To extend the base metrics that the tx_makeDT_*() functions provide txtools provides the tx_add_*() functions family. One example of such functions is tx_add_diffNucToRefRatio() which calculates the ratio of nucleotide counts different to the reference sequence. Using these metric we can easily spot locations in which RNA transcripts sequence is different from that of the reference sequence.

DT <- tx_add_misincRate(DT, addCounts = TRUE)
DT[which(misincRate > 0.5 & nucTotal > 40),]
#>     chr gencoor strand      gene txcoor refSeq cov start_5p end_3p A C  G T N -
#> 1: chr4  939355      - NM_079901   3803      A  90        0      0 0 0 46 0 0 0
#>     . misincCount nucTotal misincRate
#> 1: 44          46       46          1

Finally, using the tx_plot_nucFreq() function we can visualize that data in the DT at an specific location.

tx_plot_nucFreq(DT, gene = "NM_079901", txRange = window_around(3803, 15))

Further documentation

Current limitations:

  • Insertions: txtools is not able to deal with insertions.
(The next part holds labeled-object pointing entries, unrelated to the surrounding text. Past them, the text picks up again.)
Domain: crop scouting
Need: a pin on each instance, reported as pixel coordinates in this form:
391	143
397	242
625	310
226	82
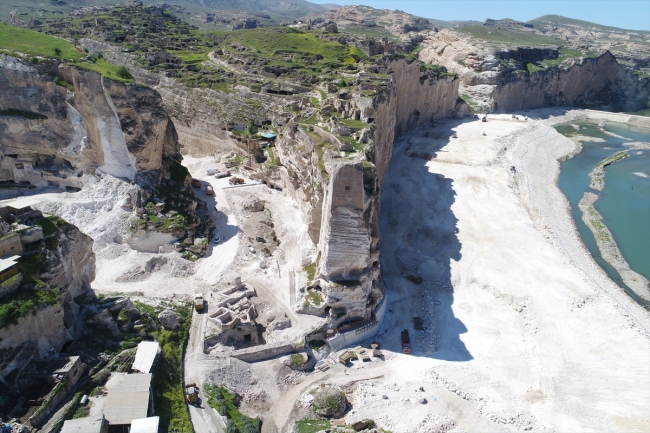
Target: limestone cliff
57	124
63	266
502	79
595	82
338	187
This is mainly because insertions are not part of the original trasncriptomic nor genomic reference space as they would alter the length of the gene model. This could be an added feature in future versions but is not a priority.

  • Potentially long processing times: Loading big BAM files into R commonly requires a lot of time, having this in mind txtools provides a progress bar to keep users informed about the loading status. Most importantly, depending on the ammount of both loaded reads and the size of the Gene Annotation tx_reads() processing time can take several minutes. A solution to this issue is the use of multi-threadding which has been incorporated into tx_reads() and other functions, but such functionality is only available for UNIX and MAC OS.

Additional notes:

  • As many R packages meant for high-throughput data analysis and manipulation, using txtools may require high ammounts of RAM memory, depending mainly on the size of BAM files being processed.